Una ricerca a cura del sito inglese di informazione e studi musicali MusicTank rivela che lo streaming di musica dal computer è potenzialmente meno ecocompatibile della produzione e distribuzione di Cd, in altre parole più dannoso - in prospettiva - per l'ambiente. "Ascoltare in streaming o scaricare 12 tracce musicali senza compressione, da parte di un solo utente e  per sole 27 volte,  equivale, in termini di consumi energetici, alla produzione e spedizione di un album fisico in formato cd contenente lo stesso numero di canzoni", scrive Dagfinn Bach nella sua ricerca evocativamente intitolata "The dark side of the tune: The hidden energy cost of digital music consumption". "Una delle conseguenze attese dello sviluppo digitale è sempre stata la decrescita dei pesanti costi ambientali che, nella nostra percezione, vengono associati ai prodotti fisici", spiega Bach. "Tuttavia esiste un costo connesso al digitale che riceve ben poca attenzione al di fuori del settore dell'ICT: l'energia.

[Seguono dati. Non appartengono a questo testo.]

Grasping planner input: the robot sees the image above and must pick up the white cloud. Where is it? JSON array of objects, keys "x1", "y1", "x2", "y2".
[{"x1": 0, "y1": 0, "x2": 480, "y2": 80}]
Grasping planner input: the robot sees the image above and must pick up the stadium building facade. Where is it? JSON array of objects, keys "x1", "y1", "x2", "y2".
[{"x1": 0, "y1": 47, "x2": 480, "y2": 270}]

La musica digitale non viene distribuita in un vuoto ambientale. Mentre gli impianti di duplicazione di cd e vinili sono sempre meno numerosi e si riduce il numero di camion che viaggiano per strada trasportando la merce nei negozi, la crescita del traffico di dati provocata dai servizi che offrono contenuti digitali implica i suoi rischi e problemi ambientali".  Secondo i calcoli di Bach, il traffico globale di dati sulle reti raggiungerà nel 2027 il volume di 1 yottabyte, pari a oltre un quinto del consumo mondiale di energia elettrica. La sola piattaforma di YouTube, a suo giudizio, potrebbe presto assorbire l'uno per cento della domanda globale di elettricità.

 

Commentando i risultati dell'indagine Tom Quillfeldt  aggiunge che "la nostra richiesta di dati succhiati dalla nuvola e diffusi in streaming su computer, tablet e smartphone richiede risorse considerevoli. Il trasferimento potrebbe sembrare intangibile, ma non dovremmo chiudere gli occhi davanti a ciò che produce in termini di impatto". "In anni recenti", ricorda lo stesso Quillfeldt, "è stato fatto molto per tagliare le emissioni nocive prodotte dai tour, per migliorare la sostenibilità dei festival e ridurre gli sprechi correlati all'emissione di nuovi dischi. Sarebbe in qualche modo sbagliato ignorare queste sfide quando si tratta di distribuzione digitale, sopratutto dal momento che soluzioni potenziali come il caching o i dispositivi di archiviazione di massa potrebbero già essere a nostra disposizione".


Di questi argomenti, e delle eventuali responsabilità della comunità creativa, delle autorità politiche e delle imprese tecnologiche, MusicTank discuterà nel corso di una conferenza in programma alla Fyvie Hall dell'Università di Westminster il prossimo 11 ottobre.